What he has done is avoided the real argument through the use of a strawman that merely begs the question.
So what if the government makes and acts on distinctions among people all the time?
The fact that the government may make distinctions among people according to their income for tax purposes doesn't address the issue of whether the government may make distinctions among people according to the gender of their intended spouses for marriage purposes.
Blatham challenged: "No, george, it is your argument which doesn't hold together because you don't take care to even take the time to mount much more than a loud "Sophistry!!" as you stumble out the door. Debra's arguments are clear, sequential and grounded in constitutional law/argument (quoted).
But George declares victory:
georgeob1 wrote:Nonsense. I have clearly identified the false premise on which her rather lengthy argument is based and demonstrated the contradictions it entails.
I'll agree the structure of her argument is complex and substantial, but once it collapses on its foundations, it is so much rubble.

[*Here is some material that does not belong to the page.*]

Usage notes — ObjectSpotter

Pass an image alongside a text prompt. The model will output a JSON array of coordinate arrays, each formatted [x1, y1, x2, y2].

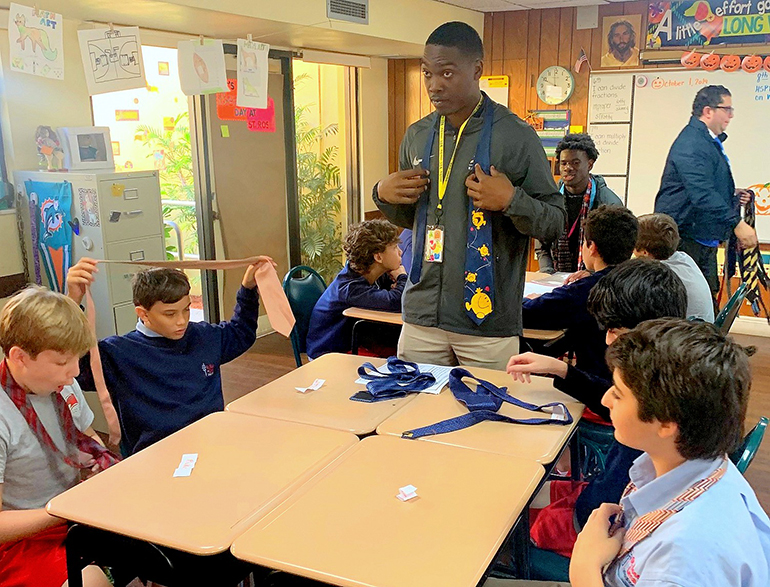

Again, George did not clearly identify a "false premise." No one here argues with the fact that the government makes distinctions all the time. George . . . that's not the debate.
The debate is whether the majority of the people may constitutionally impose their religious views or moral disapproval on society as a whole through the power of the state -- through the enactment and enforcement of laws that discriminate against and oppress homosexuals and deprive them of the fundamental right to marry.